Homogenous Polynomials and Algebraically Independent Sets

[shaggymoods]

So I am going through Serge Lang's Algebra and he left a proof as an exercise, and I simply can't figure it out... I was wondering if someone could point me in the right direction:

If f is a polynomial in n-variables over a commutative ring A, then f is homogeneous of degree d if and only if for every set {u, t1,t2,...tn} of (n+1) algebraically independent variables over A we have f(ut1, ut2,...utn) = u^d*f(t1,t2,...tn).

The <= implication seems easy enough, although I don't see why we'd need algebraic independence; however, the other way has me tripped up - I just learned about algebraic independence so I'm rough around the edges. Thanks for any help!

 

[fresh_42]

The algebraic independence is needed to avoid that the quantities do not annihilate themselves. E.g. is $f(x,y)=x^2y+x^2y \in \mathbb{Z}_2[x,y]$ identical zero or homogeneous of degree $3\,?$

A polynomial in $n$ variables looks like $f(t_1,\ldots,t_n)=\sum_{k_1,\ldots,k_n} a_{k_1\ldots k_n}t_1^{k_1}\cdot \ldots \cdot t_n^{k_n}$ so
$$
f(ut_1,\ldots,ut_n) =\sum_{k_1,\ldots,k_n} a_{k_1\ldots k_n}\cdot u^{k_1+\ldots+k_n} \cdot t_1^{k_1}\cdot \ldots \cdot t_n^{k_n}
$$
If $f(t_1,\ldots,t_n)$ is homogeneous of degree $d$, then $f(t_1,\ldots,t_n)=\sum_{k_1+\ldots+k_n=d} a_{k_1\ldots k_n}t_1^{k_1}\cdot \ldots \cdot t_n^{k_n}$ and $f(ut_1,\ldots,ut_n) = u^df(t_1,\ldots,t_n)$ clearly holds.

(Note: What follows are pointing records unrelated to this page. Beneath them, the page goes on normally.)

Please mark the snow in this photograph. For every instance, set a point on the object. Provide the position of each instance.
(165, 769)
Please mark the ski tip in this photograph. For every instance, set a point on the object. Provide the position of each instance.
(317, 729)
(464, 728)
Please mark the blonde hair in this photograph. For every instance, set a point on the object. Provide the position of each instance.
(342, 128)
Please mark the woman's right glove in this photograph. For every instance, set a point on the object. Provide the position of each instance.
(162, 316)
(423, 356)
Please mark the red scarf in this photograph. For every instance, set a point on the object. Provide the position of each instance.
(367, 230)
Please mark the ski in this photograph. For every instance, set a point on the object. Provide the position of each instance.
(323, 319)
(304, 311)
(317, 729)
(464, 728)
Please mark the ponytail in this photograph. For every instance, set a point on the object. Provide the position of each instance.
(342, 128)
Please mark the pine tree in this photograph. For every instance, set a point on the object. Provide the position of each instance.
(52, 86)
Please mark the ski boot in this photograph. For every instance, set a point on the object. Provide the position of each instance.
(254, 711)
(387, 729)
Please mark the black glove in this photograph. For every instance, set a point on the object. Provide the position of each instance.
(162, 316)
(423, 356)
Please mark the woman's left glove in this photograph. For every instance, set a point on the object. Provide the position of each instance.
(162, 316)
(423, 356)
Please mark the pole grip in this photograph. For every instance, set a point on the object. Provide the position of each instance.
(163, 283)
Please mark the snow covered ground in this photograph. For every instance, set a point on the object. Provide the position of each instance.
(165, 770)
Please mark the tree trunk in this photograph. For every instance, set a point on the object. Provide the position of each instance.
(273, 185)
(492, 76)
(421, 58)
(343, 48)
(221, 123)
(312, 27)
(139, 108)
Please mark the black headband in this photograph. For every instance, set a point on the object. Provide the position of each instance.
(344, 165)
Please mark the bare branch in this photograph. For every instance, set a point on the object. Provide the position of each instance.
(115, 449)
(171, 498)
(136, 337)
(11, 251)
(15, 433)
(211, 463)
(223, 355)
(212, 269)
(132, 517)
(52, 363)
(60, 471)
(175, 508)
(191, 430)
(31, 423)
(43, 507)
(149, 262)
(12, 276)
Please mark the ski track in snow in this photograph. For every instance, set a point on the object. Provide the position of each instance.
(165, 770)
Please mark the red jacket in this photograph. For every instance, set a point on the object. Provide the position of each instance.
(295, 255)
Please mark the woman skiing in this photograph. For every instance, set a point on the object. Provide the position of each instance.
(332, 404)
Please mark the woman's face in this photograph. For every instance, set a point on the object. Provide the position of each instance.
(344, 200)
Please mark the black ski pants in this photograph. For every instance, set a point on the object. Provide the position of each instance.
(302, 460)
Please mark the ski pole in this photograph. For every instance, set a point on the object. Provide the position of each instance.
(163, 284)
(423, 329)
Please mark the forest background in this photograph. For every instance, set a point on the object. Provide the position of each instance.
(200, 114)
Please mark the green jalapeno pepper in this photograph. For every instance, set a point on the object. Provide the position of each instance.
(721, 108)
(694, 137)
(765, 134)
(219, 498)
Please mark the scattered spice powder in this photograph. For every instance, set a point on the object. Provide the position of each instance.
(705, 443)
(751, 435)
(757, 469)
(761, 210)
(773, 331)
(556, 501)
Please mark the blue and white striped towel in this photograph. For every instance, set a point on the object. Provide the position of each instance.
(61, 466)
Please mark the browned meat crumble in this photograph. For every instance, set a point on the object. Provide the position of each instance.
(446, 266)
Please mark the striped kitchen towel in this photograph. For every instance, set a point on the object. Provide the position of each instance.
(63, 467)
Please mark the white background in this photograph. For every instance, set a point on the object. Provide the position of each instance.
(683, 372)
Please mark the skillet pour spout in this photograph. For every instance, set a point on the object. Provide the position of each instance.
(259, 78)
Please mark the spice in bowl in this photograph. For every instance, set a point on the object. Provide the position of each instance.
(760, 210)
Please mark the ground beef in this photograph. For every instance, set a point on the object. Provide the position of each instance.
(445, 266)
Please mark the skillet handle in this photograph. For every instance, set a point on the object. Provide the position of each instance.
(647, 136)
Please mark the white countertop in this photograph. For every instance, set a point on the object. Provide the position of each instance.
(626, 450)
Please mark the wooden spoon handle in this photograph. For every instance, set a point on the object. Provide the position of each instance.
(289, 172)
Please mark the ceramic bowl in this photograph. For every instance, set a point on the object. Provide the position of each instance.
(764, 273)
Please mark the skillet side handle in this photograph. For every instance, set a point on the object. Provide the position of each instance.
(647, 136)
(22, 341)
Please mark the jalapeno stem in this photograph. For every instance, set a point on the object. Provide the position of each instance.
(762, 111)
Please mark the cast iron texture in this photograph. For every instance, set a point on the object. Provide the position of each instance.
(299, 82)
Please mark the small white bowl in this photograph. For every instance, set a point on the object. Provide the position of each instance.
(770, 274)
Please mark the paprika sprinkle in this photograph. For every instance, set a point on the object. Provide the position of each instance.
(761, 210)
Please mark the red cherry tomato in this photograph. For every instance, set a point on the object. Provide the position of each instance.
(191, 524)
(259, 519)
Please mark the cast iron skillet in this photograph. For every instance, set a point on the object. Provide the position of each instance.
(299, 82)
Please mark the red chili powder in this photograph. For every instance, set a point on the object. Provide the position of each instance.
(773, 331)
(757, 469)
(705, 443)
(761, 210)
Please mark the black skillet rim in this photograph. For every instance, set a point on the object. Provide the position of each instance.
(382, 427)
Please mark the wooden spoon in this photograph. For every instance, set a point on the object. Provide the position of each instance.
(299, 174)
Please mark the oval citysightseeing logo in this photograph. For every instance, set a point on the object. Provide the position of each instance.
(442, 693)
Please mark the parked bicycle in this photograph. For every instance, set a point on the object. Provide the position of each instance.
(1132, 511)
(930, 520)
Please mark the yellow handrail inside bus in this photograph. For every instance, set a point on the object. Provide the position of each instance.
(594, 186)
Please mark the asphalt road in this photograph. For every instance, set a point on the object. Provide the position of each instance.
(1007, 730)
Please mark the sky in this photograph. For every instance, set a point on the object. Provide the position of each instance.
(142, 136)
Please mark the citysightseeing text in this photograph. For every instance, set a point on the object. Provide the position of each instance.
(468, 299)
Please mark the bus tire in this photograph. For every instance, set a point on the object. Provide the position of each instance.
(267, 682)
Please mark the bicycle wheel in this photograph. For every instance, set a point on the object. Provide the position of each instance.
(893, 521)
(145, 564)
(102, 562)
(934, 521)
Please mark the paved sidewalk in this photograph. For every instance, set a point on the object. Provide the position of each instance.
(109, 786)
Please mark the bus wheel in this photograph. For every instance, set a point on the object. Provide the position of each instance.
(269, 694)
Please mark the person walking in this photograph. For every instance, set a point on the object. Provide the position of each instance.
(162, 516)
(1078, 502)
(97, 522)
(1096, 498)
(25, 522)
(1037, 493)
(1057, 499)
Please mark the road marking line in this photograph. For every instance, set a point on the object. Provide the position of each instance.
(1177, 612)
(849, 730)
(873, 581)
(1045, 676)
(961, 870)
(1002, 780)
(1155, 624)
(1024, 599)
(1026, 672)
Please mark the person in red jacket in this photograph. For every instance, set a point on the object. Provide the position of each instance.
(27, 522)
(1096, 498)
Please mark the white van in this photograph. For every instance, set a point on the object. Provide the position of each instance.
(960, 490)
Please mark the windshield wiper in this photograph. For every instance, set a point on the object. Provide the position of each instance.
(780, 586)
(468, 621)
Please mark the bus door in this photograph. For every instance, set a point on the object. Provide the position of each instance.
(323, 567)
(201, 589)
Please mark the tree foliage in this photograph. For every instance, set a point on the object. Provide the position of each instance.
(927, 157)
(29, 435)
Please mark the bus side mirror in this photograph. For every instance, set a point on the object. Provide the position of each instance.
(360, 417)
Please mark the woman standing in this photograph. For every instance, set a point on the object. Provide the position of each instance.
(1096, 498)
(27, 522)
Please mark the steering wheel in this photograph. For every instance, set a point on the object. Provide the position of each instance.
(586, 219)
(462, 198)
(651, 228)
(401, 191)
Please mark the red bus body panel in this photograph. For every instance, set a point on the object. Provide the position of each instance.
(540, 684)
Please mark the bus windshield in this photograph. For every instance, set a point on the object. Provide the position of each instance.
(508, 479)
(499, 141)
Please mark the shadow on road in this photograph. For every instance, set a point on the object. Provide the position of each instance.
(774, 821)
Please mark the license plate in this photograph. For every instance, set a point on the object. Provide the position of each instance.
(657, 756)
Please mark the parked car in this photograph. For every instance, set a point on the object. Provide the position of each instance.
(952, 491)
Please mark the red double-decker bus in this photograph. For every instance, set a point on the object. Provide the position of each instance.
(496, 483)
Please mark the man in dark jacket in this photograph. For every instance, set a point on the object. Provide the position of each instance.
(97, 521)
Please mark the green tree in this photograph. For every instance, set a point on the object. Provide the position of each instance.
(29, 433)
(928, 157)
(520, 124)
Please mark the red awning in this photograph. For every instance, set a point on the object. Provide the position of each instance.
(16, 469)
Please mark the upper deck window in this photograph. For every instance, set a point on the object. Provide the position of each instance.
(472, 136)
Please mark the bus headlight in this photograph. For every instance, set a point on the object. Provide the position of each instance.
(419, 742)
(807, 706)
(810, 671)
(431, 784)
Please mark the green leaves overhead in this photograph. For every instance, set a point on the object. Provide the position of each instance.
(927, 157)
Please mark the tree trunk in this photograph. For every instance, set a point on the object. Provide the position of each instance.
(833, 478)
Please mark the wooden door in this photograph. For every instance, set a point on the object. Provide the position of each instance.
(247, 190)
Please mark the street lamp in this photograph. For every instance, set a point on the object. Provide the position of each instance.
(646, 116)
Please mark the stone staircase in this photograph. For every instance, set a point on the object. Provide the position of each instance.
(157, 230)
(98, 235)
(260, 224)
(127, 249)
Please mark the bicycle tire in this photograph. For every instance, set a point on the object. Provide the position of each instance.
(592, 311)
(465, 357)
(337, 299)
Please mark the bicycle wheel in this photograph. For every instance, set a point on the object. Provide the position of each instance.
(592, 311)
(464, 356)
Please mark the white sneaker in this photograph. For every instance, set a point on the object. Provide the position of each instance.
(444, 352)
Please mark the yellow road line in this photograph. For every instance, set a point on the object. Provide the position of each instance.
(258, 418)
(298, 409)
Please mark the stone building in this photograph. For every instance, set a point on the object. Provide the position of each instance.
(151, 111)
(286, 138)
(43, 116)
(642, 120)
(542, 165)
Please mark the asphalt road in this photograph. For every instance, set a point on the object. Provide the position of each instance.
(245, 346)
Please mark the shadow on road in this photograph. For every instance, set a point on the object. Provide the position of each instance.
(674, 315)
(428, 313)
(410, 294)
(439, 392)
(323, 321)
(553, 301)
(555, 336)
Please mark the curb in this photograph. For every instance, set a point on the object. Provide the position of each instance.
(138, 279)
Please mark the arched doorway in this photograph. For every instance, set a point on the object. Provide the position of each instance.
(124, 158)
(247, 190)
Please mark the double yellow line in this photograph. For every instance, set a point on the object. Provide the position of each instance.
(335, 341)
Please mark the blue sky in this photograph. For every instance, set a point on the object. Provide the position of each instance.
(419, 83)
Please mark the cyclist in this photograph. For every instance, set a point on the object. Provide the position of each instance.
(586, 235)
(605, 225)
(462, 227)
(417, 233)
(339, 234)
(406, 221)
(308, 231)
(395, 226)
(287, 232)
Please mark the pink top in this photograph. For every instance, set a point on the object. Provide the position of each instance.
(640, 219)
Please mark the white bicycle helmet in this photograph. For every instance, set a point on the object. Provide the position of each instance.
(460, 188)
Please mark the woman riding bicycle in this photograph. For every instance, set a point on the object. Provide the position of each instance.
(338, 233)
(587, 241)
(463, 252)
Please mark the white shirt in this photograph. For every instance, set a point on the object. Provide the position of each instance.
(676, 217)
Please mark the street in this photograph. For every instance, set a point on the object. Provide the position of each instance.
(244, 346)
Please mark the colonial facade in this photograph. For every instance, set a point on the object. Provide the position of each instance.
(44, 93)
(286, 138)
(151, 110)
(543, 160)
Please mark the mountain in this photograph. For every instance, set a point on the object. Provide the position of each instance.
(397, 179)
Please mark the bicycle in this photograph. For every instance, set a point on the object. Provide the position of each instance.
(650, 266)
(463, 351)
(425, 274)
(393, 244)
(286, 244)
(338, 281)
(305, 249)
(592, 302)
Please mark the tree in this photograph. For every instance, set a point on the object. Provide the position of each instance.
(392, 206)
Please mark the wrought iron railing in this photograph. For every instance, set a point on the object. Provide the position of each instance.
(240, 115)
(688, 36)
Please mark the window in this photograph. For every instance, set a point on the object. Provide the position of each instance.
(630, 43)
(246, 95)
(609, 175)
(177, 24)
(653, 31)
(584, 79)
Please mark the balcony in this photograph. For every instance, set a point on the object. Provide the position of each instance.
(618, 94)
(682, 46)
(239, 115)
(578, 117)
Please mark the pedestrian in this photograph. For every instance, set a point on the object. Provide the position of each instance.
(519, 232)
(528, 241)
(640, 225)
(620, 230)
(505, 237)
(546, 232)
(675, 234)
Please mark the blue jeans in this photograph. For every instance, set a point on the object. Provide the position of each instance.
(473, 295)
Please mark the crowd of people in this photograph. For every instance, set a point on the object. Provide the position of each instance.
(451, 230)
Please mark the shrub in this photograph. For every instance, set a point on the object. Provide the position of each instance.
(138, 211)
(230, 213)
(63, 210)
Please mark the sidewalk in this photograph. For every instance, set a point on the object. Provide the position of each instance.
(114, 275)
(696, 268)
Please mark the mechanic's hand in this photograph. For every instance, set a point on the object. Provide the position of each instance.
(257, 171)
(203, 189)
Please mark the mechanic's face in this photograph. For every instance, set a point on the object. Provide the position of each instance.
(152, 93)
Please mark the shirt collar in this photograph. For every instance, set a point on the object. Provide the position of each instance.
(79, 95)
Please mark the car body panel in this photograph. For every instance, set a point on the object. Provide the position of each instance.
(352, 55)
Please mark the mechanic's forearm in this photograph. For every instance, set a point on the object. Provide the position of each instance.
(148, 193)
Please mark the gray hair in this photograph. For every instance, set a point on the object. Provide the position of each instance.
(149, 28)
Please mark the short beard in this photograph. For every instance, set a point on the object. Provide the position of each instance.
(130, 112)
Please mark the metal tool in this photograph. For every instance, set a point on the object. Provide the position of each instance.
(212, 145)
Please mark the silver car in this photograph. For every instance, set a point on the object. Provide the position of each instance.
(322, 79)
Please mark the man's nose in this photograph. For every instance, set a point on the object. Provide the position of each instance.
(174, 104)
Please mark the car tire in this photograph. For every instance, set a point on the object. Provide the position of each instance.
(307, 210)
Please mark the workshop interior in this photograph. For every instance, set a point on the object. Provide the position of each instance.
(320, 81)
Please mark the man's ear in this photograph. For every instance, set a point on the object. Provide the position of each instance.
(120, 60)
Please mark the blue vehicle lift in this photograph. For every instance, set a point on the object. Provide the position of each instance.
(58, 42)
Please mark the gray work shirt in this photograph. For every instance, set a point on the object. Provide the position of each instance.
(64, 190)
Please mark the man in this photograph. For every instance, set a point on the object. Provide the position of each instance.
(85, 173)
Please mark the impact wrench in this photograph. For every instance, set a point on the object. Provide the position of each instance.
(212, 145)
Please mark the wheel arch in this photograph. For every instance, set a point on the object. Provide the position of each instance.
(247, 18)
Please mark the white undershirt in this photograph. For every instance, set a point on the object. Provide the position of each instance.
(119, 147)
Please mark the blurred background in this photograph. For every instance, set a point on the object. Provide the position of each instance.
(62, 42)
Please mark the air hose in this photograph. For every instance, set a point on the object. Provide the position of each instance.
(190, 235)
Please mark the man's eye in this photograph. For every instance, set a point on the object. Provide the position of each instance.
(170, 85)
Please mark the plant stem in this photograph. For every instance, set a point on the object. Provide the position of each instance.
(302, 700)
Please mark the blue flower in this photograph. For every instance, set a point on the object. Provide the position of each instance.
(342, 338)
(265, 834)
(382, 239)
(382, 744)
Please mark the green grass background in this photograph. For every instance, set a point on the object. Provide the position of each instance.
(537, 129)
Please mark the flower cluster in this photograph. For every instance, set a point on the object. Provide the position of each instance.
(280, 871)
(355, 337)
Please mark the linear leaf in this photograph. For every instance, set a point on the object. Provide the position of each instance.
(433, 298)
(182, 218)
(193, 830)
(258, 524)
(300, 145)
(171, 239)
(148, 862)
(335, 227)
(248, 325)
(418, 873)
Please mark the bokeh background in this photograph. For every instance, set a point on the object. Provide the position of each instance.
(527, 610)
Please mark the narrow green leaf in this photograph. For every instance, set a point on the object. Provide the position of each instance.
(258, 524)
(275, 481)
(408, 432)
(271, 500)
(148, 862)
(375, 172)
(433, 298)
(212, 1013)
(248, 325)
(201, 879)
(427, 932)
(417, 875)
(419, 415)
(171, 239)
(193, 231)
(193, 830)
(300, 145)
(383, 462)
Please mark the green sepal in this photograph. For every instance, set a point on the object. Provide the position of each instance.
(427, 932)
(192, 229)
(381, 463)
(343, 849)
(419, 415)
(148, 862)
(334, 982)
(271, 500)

From $f(ut_1,\ldots,ut_n) = u^df(t_1,\ldots,t_n)$ we get for the other direction of the proof
$$
f(t_1,\ldots,t_n)=\sum_{k_1,\ldots,k_n} a_{k_1\ldots k_n}t_1^{k_1}\cdot \ldots \cdot t_n^{k_n} = \sum_{k_1,\ldots,k_n} a_{k_1\ldots k_n}\cdot u^{k_1+\ldots+k_n-d} \cdot t_1^{k_1}\cdot \ldots \cdot t_n^{k_n}
$$
Now we need algebraic independence if we want to conclude that this equation must hold on the coefficient level, i.e. that we have $a_{k_1\ldots k_n}=a_{k_1\ldots k_n}\cdot u^{k_1+\ldots+k_n-d}$ for every index tuple $(k_1,\ldots,k_n)$. This is the same as we use linearly independence for vector space bases. In the next step we write $0=a_{k_1\ldots k_n} \cdot (1-u^{k_1+\ldots+k_n-d})$, hence we need either an integral domain $A$ or at least that the $a_{k_1\ldots k_n}$ and $u$ are no zero divisors, because we want to conclude $1= u^{k_1+\ldots+k_n-d}$ and from there $k_1+\ldots+k_n=d$ for all index tuples $(k_1,\ldots,k_n).$

Algebraic independence is a short way to guarantee these conditions on zero divisors, because if we had an equation $0=a_{k_1\ldots k_n} \cdot (1-u^{k_1+\ldots+k_n-d})$ with $0\neq a_{k_1\ldots k_n}$ and $u^{k_1+\ldots+k_n-d}\neq 1$ we would also get an algebraic dependence. As we need algebraic independence anyway, this is the minimal list of necessary conditions. Usually authors demand an integral domain, which is sufficient, but not necessary.